Ever since health care reform became a prominent political issue, the question of how to pay for it has plagued the debate. There is no question that whatever reform is adopted, it isn’t going to be cheap. Providing health insurance and real access to health care for nearly 50 million people who are currently uninsured isn’t a cheap proposal. A couple of the ideas on the table right now are a tax on “sin foods” and a tax on “Cadillac health insurance plans.” I can see the former having some measure of success. Yes, it’s a regressive tax, since junk food is more heavily consumed by lower income people. But if a tax were to significantly raise the prices of these foods, would that still be the case? If corner stores (where a lot of inner city people are forced to shop) carried fresh produce in addition to junk food, and the “sin food tax” made the junk food more expensive, perhaps the tax would discourage people from purchasing the junk food. I’m sure that’s not what the snack food makers want, but it does make sense. And it is a potential revenue stream.
But I can’t see any way that a tax on “Cadillac health insurance plans” wouldn’t end up just being passed on to the employees who are covered by the plans. Yes, there are some CEOs who have health insurance plans that cost more than a lot of people earn in a year, but they are the exception, not the rule (and no, I have no problem with a tax imposed on a CEO’s $40,000+ health insurance policy). But most people who have employer-sponsored health insurance don’t have a lot of choice in terms of what coverage they get. They may have two or three options to choose from, and not a lot of explanation about what the various options entail. Most people I talk to end up choosing based on how much they have to pay for the policy, or on how much they think they might be using health care in the coming year. But after the initial selection, inertia often causes people to just stick with what they have.
And “Cadillac health insurance plans” are becoming somewhat rare. Employers are constantly trying to lower company health care costs, which means that HSA qualified plans (nothing Cadillac about those) and other options with fewer bells and whistles are becoming the norm. In the individual health insurance market, the change has been profound too. Seven years ago, when Jay and I first got into the health insurance industry in Colorado, it was common to see $500 deductibles, $25 office visit copays, and prescription copays with no deductible. Now a plan like that is as rare as a two-headed goat. These days, clients call looking for $5000 deductible plans, are curious about HSA qualified plans, and are just generally trying to get a policy they can afford. It might not be their ideal policy, but often their ideal either doesn’t exist anymore, or if it does, it’s too expensive.
I suppose a tax on individual health insurance plans that still have lots of bells and whistles could make sense. People who are purchasing health insurance on their own do have lots of options from which they can choose, and if they still wanted to buy a “Cadillac plan” despite an addition tax, so be it. But I think most of this legislation is aimed at employer-sponsored plans. Employees don’t have hundreds of choices when it comes time to fill out their open-enrollment forms each year. And an extra tax on these plans would almost certainly be passed along to the employees. That might result in more employees opting to waive coverage, which would be counter-productive.
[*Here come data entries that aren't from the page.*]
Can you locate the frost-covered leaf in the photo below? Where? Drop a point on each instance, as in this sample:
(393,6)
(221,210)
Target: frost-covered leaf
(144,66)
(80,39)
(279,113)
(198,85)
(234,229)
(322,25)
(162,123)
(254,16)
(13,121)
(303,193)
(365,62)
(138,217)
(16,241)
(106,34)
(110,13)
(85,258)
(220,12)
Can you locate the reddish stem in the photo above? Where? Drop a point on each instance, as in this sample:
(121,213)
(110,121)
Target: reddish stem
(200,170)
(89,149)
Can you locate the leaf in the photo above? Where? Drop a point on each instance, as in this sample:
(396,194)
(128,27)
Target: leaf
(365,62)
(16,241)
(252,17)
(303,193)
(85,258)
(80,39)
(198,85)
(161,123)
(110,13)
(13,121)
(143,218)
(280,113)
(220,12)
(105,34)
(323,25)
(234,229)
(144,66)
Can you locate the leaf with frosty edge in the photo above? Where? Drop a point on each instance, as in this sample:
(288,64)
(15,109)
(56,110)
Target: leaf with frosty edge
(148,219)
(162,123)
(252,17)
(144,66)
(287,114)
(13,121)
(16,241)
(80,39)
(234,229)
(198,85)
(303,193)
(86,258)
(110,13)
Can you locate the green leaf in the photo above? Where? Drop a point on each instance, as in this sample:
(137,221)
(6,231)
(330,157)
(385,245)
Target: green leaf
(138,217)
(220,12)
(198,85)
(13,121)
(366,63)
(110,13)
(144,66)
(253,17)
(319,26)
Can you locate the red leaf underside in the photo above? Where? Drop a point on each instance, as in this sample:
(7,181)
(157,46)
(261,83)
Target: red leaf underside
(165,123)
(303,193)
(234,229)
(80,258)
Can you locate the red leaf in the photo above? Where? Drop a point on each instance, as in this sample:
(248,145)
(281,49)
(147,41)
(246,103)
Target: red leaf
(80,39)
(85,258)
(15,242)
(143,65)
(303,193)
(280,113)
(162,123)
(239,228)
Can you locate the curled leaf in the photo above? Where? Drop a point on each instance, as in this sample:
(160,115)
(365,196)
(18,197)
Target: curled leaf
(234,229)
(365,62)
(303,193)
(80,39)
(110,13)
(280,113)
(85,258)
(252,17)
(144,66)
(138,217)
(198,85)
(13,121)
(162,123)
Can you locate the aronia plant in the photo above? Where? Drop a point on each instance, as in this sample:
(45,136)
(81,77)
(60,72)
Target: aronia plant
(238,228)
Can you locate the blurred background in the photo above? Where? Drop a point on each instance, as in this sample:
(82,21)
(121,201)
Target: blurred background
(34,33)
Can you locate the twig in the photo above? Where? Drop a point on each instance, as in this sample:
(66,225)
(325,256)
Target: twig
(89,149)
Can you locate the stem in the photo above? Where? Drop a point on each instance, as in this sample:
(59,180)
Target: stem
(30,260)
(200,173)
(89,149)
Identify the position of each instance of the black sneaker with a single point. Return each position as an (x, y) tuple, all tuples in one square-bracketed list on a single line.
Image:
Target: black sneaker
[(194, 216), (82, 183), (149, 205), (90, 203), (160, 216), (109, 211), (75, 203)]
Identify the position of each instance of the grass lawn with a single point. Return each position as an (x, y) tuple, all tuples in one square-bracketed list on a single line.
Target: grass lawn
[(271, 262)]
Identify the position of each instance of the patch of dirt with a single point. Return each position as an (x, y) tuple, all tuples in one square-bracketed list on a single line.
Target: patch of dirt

I agree that it’s unfair that two people can have vastly different health insurance coverage simply because of where they work. But taxing the better health insurance plans could result in costs being pushed on to workers who may not be able to afford it, and who may opt to go without health insurance instead. Especially for workers who only have one coverage option through their employer, a tax on this coverage simply because it’s expensive (which is often just a result of living in an area where health care is more expensive, and not due to fancy coverage at all) doesn’t seem fair.
If we’re going to tax expensive health insurance policies, we need to make sure that employees have lower-priced options available too, and are educated about the costs and benefits associated with each plan.